The demonstration focus on the interconnected DataCite metadata records of a highly curated collection at the high-performance computing repository at Imperial College London. This collection contains data relating to 57 compounds associated with the article Syntheses and Characterization of Main Group, Transition Metal, Lanthanide, and Actinide Complexes of Bidentate Acylpyrazolone Ligands, by Thomas Mies, Andrew J. P. White, Henry S. Rzepa, Luciano Barluzzi, Mohit Devgan and Richard A. Layfield, and Anthony G. M. Barrett.

The IUPAC FAIRSpec Finding Aid accesses 354 DOI-referenced pages in the repository backed by DataCite metadata records pointing to 1354 distinct digital items, including 244 CDXML drawings, 209 MOL files, 146 complete Bruker NMR datasets, 144 JCAMP-DX files, and 375 PNG images.

The sample landing page for the Finding Aid uses only the information in the DataCite metadata records retrieved from DataCite by ICLDOICrawler2.java, which was initiated using only the DOI string for the main repository page. The command line used was:
	java -jar ICLDOICrawler2.jar "10.14469/hpc/10386" "c:/temp/iupac/crawler2" -insitu
For this proof-of-concept, the only files downloaded from the repository were PNG files (the -insitu flag). The internalization of all PNG images as dataURIs within the IUPAC FAIRSpec Finding Aid allows the page to and display rapidly, without directly accessing the repository itself for images. This creates a somewhat larger JSON document (17 MB) -- still considerably smaller than the 75.7 GB of data in this repository collection.

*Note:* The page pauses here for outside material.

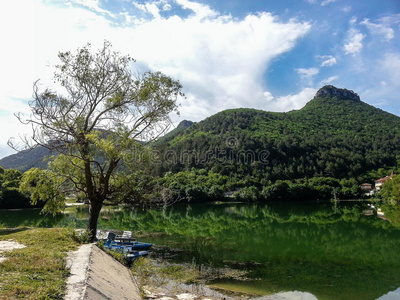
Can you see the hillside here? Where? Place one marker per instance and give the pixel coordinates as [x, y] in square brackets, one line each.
[24, 160]
[334, 135]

The landing page uses JME-SwintJS to create SMARTS substructure searches and a minimal implementation of Jmol-SwingJS to do the SMILES-string searching. Not all compounds in this collection have fully validated SMILES strings due to the inorganic nature of the compounds. But this does not prevent SMARTS searching of the metal center, ligands, or associated solvents. In addition, the page provides access to nmrdb for optional NMR spectrum prediction.

Demo 2025.6 examples2/v6-crawler2



This third demonstration combines crawling of DataCite metadata records with extraction of the files. The DataCite DOI records are followed, but unlike the v5 example, here we also download all digital objects into a temporary directory in order to extract their metadata. The command line used was

       java -jar ICLDOICrawler2.jar "10.14469/hpc/10386" "c:/temp/iupac/crawler2" -insitu -extractspecproperties
The process creates an especially metadata-rich IUPAC FAIRSpec Finding Aid for a repository, in effect converting the repository from a FAIRSpec-ready data collection to an IUPAC FAIRSpec Data Collection.

The landing page and associated files are completely portable. You can work with it locally by downloading and unzipping v6-crawler2/10.14469_hpc_10386.zip.